As the chart below shows, after printing a modest, and double-seasonally adjusted 0.6% in Q1 (originally this was negative), in the second quarter the economy is said to have grown at the fastest pace since Q3 of 2014 when the Fed was once again said to be on the verge of tightening.
The breakdown by components shows an increase in the two key items:
- Core Personal Consumption Expenditures rose by 3.6%, far above the 3.1% in the prior revision and above the 3.2% expected. It contributed 2.42% of the final 3.91% GDP annualized number, up from 2.11% earlier.
- Fixed Inventory also rose, adding another 0.83% to GDP, up from 0.66%
Net trade was largely unchanged while Inventories declined modestly, adding 0.02% to GDP, down from 0.22%.
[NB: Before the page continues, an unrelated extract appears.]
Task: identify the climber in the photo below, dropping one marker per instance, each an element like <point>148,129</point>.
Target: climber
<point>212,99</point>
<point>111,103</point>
What is perhaps ironic in this strong number, and the reason for the kneejerk reaction higher in stocks only to fade, is that the higher the Q2 GDP, the lower the Q3 number will be - as more spending was pulled forward, it means that consensus expectations of Q3 GDP will now surely drop below 2%, and begin to converge with the Atlanta Fed's own Q3 GDP "nowcast", which yesterday was revised to a paltry 1.4%.